The Militant(logo) 
    Vol.59/No.26           July 3, 1995 
 
 
The Great Society, By Harry Ring  

Law `n order - Enforcing a zero-tolerance ban on weapons, school officials in Providence, Rhode Island, suspended a kindergartner for 10 days. He had brought a table knife to school to cut cookies.

McMicro - McDonald's is moving toward preparing its food in central locations and reheating it in restaurants. They say this will boost profits and improve safety. Folks with big vocabularies would call that an oxymoron.

Think you've seen everything? - A Panamanian company is marketing a new beer in Britain - "Che Fruta." The company hopes to cash in on the name of the Cuban revolutionary leader, plus a hint of natural fruit flavor. Because the fruit flavor is imported from Cuba, it runs into the U.S. embargo. So the label proclaims: "NOT FOR THE U.S.: Fruit lager."

How about a Che pamphlet with each six-pack? - "The problem with fruity beers is that they have an awful image. We think that combining the fruitiness with a revolutionary figure like Che gives the beer a seriousness." - The European sales director for "Che Fruta."

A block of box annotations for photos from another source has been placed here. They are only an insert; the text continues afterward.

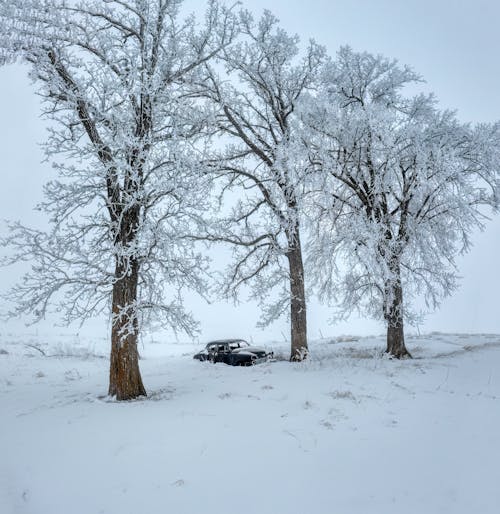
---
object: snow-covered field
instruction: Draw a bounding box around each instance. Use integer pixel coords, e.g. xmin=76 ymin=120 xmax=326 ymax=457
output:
xmin=0 ymin=334 xmax=500 ymax=514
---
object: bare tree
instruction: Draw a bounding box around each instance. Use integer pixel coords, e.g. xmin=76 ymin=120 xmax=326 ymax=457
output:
xmin=199 ymin=11 xmax=324 ymax=360
xmin=0 ymin=0 xmax=234 ymax=400
xmin=303 ymin=48 xmax=500 ymax=358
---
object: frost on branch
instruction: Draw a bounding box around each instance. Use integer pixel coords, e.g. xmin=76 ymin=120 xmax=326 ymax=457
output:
xmin=0 ymin=0 xmax=235 ymax=399
xmin=302 ymin=48 xmax=500 ymax=357
xmin=197 ymin=11 xmax=324 ymax=360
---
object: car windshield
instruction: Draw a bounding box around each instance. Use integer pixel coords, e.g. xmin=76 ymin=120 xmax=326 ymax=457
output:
xmin=229 ymin=341 xmax=250 ymax=350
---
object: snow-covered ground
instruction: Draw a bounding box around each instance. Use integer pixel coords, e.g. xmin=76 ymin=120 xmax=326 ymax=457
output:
xmin=0 ymin=334 xmax=500 ymax=514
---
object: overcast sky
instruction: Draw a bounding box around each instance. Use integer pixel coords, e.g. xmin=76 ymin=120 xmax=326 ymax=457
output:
xmin=0 ymin=0 xmax=500 ymax=341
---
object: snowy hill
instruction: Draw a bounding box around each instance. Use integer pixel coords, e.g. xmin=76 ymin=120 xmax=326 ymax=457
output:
xmin=0 ymin=334 xmax=500 ymax=514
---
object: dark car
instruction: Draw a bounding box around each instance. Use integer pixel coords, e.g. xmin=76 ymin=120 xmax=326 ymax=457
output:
xmin=193 ymin=339 xmax=273 ymax=366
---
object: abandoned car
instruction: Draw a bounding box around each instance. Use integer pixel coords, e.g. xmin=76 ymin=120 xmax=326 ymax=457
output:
xmin=193 ymin=339 xmax=273 ymax=366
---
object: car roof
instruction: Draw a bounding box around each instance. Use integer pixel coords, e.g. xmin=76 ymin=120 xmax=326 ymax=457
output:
xmin=207 ymin=338 xmax=246 ymax=346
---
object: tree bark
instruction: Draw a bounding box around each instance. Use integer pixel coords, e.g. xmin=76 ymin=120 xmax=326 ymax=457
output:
xmin=108 ymin=258 xmax=146 ymax=400
xmin=385 ymin=268 xmax=411 ymax=359
xmin=287 ymin=227 xmax=309 ymax=361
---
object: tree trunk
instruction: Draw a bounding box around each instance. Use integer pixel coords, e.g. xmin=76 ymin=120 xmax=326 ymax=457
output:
xmin=385 ymin=268 xmax=411 ymax=359
xmin=287 ymin=227 xmax=309 ymax=361
xmin=108 ymin=258 xmax=146 ymax=400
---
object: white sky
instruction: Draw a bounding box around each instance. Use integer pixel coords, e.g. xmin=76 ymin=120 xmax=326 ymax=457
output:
xmin=0 ymin=0 xmax=500 ymax=341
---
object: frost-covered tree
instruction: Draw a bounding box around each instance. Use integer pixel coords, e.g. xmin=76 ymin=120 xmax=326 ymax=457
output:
xmin=303 ymin=48 xmax=500 ymax=358
xmin=0 ymin=0 xmax=234 ymax=400
xmin=198 ymin=11 xmax=324 ymax=360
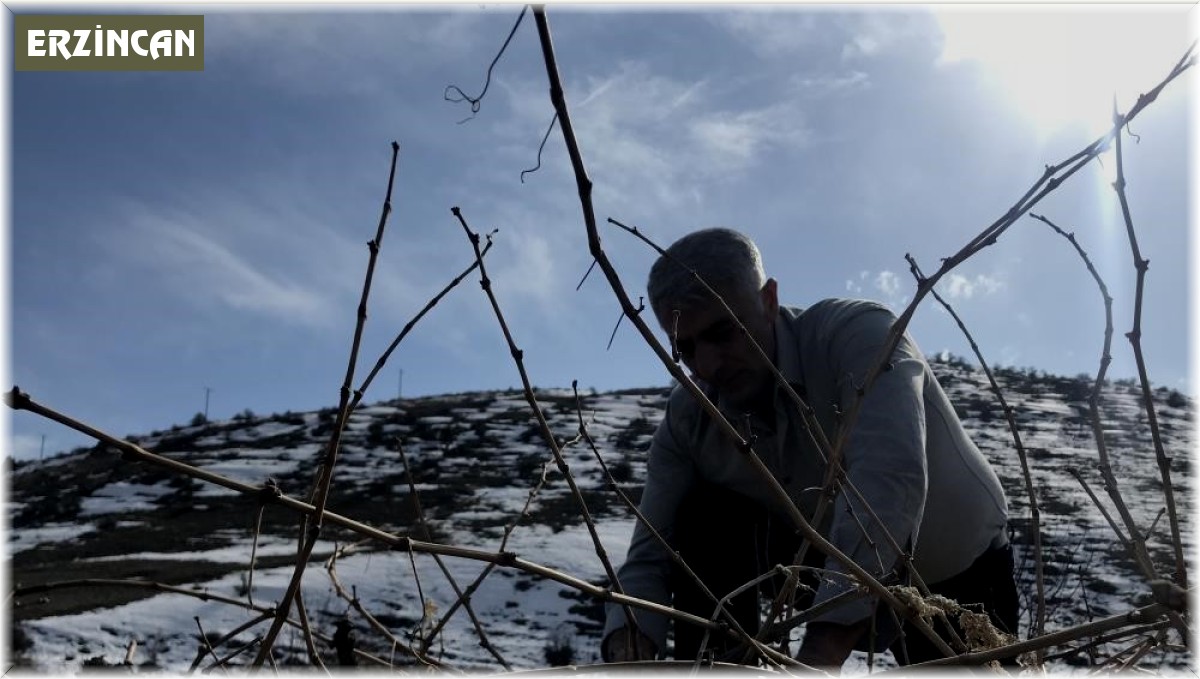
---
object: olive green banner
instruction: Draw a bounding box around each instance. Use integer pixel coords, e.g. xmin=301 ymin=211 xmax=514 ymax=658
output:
xmin=13 ymin=14 xmax=204 ymax=71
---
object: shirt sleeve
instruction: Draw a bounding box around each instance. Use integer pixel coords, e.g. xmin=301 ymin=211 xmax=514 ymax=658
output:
xmin=815 ymin=305 xmax=928 ymax=624
xmin=604 ymin=391 xmax=696 ymax=654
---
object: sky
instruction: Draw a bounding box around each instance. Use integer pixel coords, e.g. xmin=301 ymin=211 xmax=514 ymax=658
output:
xmin=4 ymin=2 xmax=1196 ymax=458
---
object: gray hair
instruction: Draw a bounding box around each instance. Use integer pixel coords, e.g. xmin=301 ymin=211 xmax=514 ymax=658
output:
xmin=646 ymin=228 xmax=767 ymax=319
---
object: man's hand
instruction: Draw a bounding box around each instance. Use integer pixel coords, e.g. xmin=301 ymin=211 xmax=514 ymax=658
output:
xmin=600 ymin=627 xmax=659 ymax=662
xmin=796 ymin=619 xmax=870 ymax=672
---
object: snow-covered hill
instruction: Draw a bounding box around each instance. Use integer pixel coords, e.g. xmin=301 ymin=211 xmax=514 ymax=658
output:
xmin=8 ymin=360 xmax=1194 ymax=672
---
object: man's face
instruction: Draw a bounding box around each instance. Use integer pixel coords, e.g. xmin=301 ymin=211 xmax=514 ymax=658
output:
xmin=659 ymin=280 xmax=779 ymax=407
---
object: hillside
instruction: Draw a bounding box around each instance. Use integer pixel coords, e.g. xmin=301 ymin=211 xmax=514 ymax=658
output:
xmin=7 ymin=360 xmax=1194 ymax=672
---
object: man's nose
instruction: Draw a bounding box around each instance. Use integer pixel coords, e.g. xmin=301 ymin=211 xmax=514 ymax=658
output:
xmin=692 ymin=342 xmax=721 ymax=384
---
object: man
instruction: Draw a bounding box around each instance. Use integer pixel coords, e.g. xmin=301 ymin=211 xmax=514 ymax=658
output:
xmin=601 ymin=229 xmax=1018 ymax=668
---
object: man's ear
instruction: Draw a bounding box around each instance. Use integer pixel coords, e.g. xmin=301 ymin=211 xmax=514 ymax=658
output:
xmin=760 ymin=278 xmax=779 ymax=323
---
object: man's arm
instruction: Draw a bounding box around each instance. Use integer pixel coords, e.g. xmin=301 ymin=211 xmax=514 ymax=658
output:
xmin=796 ymin=619 xmax=870 ymax=668
xmin=804 ymin=302 xmax=926 ymax=659
xmin=601 ymin=389 xmax=695 ymax=661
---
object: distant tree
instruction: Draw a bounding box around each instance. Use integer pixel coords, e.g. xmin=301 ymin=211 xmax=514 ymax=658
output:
xmin=542 ymin=627 xmax=575 ymax=667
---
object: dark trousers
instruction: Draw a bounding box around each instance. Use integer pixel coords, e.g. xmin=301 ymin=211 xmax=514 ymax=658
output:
xmin=671 ymin=485 xmax=1018 ymax=665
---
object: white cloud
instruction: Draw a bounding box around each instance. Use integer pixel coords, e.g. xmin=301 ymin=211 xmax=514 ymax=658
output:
xmin=716 ymin=8 xmax=823 ymax=58
xmin=133 ymin=220 xmax=334 ymax=324
xmin=940 ymin=272 xmax=1004 ymax=300
xmin=504 ymin=61 xmax=810 ymax=210
xmin=204 ymin=11 xmax=487 ymax=96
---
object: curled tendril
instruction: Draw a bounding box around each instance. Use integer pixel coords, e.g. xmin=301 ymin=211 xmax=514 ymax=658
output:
xmin=442 ymin=5 xmax=529 ymax=125
xmin=521 ymin=112 xmax=559 ymax=184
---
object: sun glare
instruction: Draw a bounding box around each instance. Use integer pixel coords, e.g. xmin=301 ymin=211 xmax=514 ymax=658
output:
xmin=935 ymin=5 xmax=1192 ymax=136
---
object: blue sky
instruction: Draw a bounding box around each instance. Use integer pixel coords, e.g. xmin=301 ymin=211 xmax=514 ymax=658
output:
xmin=6 ymin=4 xmax=1195 ymax=457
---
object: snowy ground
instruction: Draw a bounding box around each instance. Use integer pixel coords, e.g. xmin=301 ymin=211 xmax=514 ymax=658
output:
xmin=8 ymin=363 xmax=1194 ymax=674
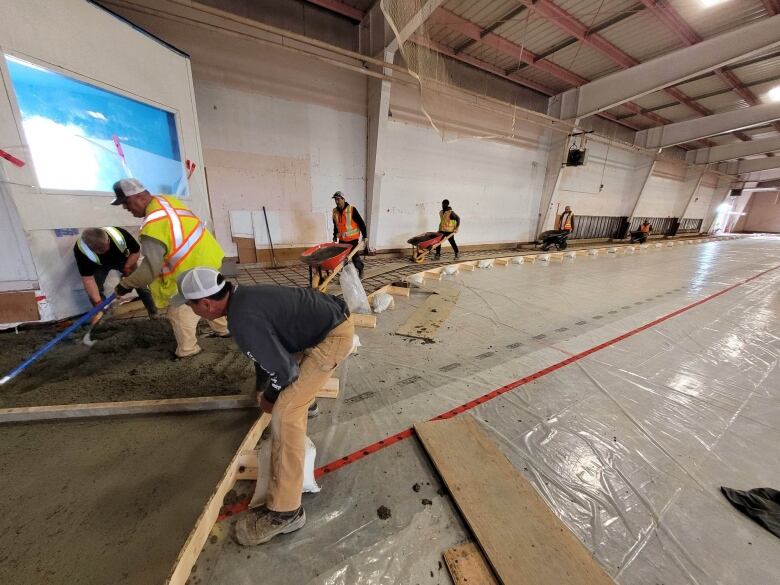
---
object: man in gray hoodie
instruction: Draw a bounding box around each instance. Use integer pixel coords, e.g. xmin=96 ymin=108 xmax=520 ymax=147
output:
xmin=178 ymin=268 xmax=355 ymax=545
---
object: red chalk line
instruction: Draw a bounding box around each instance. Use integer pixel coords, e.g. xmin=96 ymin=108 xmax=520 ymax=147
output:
xmin=219 ymin=264 xmax=780 ymax=520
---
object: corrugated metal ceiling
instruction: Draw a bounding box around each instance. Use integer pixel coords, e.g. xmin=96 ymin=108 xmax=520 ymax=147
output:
xmin=414 ymin=0 xmax=780 ymax=145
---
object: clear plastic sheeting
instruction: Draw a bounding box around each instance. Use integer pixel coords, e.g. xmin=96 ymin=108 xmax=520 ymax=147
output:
xmin=203 ymin=238 xmax=780 ymax=585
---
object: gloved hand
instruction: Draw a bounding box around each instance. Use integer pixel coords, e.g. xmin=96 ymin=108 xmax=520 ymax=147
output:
xmin=114 ymin=282 xmax=133 ymax=297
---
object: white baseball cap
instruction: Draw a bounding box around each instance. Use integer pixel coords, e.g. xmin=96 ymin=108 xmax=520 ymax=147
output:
xmin=171 ymin=266 xmax=226 ymax=306
xmin=111 ymin=179 xmax=146 ymax=205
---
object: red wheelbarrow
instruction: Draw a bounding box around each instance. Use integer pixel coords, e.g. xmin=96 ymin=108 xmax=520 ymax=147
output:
xmin=300 ymin=242 xmax=363 ymax=292
xmin=406 ymin=232 xmax=454 ymax=264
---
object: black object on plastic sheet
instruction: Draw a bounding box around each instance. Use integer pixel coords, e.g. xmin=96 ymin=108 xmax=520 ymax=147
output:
xmin=720 ymin=486 xmax=780 ymax=538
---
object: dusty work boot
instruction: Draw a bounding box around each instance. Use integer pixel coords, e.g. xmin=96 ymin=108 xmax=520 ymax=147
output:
xmin=236 ymin=506 xmax=306 ymax=546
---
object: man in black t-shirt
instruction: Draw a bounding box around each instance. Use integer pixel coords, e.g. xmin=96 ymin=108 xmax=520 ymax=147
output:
xmin=73 ymin=227 xmax=157 ymax=324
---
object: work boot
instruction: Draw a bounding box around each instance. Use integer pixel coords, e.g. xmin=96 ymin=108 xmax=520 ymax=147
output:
xmin=236 ymin=505 xmax=306 ymax=546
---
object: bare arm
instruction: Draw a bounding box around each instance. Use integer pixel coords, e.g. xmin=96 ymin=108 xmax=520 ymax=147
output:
xmin=119 ymin=236 xmax=167 ymax=289
xmin=81 ymin=276 xmax=100 ymax=306
xmin=122 ymin=252 xmax=141 ymax=276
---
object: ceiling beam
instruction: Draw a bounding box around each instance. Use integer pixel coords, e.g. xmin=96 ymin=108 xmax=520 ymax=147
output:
xmin=634 ymin=102 xmax=780 ymax=150
xmin=511 ymin=3 xmax=645 ymax=72
xmin=685 ymin=136 xmax=780 ymax=165
xmin=304 ymin=0 xmax=366 ymax=22
xmin=448 ymin=6 xmax=525 ymax=53
xmin=618 ymin=75 xmax=780 ymax=118
xmin=409 ymin=34 xmax=640 ymax=130
xmin=431 ymin=8 xmax=671 ymax=124
xmin=642 ymin=0 xmax=780 ymax=140
xmin=720 ymin=156 xmax=780 ymax=175
xmin=518 ymin=0 xmax=712 ymax=116
xmin=560 ymin=15 xmax=780 ymax=118
xmin=761 ymin=0 xmax=780 ymax=14
xmin=387 ymin=0 xmax=444 ymax=52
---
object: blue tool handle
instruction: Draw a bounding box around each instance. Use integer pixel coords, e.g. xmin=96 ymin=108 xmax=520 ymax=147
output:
xmin=0 ymin=293 xmax=116 ymax=386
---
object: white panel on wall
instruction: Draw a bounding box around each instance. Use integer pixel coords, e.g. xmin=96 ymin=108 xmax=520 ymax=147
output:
xmin=230 ymin=209 xmax=255 ymax=238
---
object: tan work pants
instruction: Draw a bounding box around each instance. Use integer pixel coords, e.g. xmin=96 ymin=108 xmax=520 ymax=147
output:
xmin=166 ymin=305 xmax=228 ymax=357
xmin=265 ymin=317 xmax=355 ymax=512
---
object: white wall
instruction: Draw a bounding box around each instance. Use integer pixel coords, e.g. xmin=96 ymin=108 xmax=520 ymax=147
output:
xmin=0 ymin=0 xmax=209 ymax=318
xmin=107 ymin=0 xmax=367 ymax=256
xmin=548 ymin=141 xmax=650 ymax=218
xmin=376 ymin=122 xmax=546 ymax=248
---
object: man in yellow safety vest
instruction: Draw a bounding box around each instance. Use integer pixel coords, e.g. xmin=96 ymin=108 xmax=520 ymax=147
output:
xmin=111 ymin=179 xmax=230 ymax=358
xmin=434 ymin=199 xmax=460 ymax=260
xmin=558 ymin=205 xmax=574 ymax=233
xmin=333 ymin=191 xmax=368 ymax=278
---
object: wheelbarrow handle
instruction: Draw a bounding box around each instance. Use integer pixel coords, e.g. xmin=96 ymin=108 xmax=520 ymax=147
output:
xmin=0 ymin=293 xmax=116 ymax=386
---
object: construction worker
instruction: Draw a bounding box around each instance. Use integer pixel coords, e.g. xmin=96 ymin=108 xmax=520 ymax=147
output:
xmin=333 ymin=191 xmax=368 ymax=278
xmin=73 ymin=227 xmax=157 ymax=324
xmin=179 ymin=268 xmax=355 ymax=546
xmin=434 ymin=199 xmax=460 ymax=260
xmin=111 ymin=179 xmax=230 ymax=358
xmin=558 ymin=205 xmax=574 ymax=233
xmin=631 ymin=220 xmax=653 ymax=244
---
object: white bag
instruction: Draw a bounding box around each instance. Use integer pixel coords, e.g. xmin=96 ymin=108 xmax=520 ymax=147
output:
xmin=249 ymin=437 xmax=322 ymax=508
xmin=339 ymin=262 xmax=371 ymax=315
xmin=371 ymin=293 xmax=395 ymax=313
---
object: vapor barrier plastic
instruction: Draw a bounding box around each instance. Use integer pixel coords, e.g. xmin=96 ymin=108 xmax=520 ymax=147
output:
xmin=196 ymin=238 xmax=780 ymax=585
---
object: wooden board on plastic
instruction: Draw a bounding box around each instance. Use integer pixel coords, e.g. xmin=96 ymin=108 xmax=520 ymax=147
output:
xmin=396 ymin=287 xmax=460 ymax=340
xmin=444 ymin=542 xmax=498 ymax=585
xmin=415 ymin=415 xmax=615 ymax=585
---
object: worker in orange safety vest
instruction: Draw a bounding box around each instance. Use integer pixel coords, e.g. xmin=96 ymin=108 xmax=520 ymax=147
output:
xmin=558 ymin=205 xmax=574 ymax=233
xmin=333 ymin=191 xmax=368 ymax=278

Sure, give `em a promotion - In Cincinnati, 250 cops marched on city hall protesting the five-day suspension of two officers who were filmed beating and kicking a teenager and spraying him with Mace.

Hey man, it's a free market - Washington agreed to buy $12 billion worth of weapons-grade uranium from Russia and resell it as nuclear reactor fuel. Now the U.S. government is trying to chop the agreed-on price. Viktor Mikhailov, Russia's atomic energy minister, threatened to ice the deal. He said, "I tell them, `Excuse me, this is robbery in broad daylight.' "

Greatest thing since Chernobyl - Meanwhile, U.S. and Russian representatives met in Los Alamos, New Mexico, to discuss the future of plutonium. Declared a Russian rep: "We consider plutonium the top achievement of mankind. On the one hand its a great danger. On the other, it's a great asset."

Sweet - The prices are reported daily in the Wall Street Journal, but the Los Angeles County Metropolitan Transportation Authority paid the Wall St. firm Lazard Freres $7.5 million over the market price for government securities. In one deal, MTA paid Lazard $2.6 million extra for a packet and then sold them back for $1.6 million less than the going price. At the time, Lazard was financial adviser to the MTA.

Still on her toes - Leona Helmsley, the New York hotel operator who was jailed for tax fraud, was ordered to do community service, which she delegated to the servants at her Arizona home.

They wrapped hundreds of small boxes for a local hospital fund pitch. One worker said Helmsley asked how long it took to wrap each box.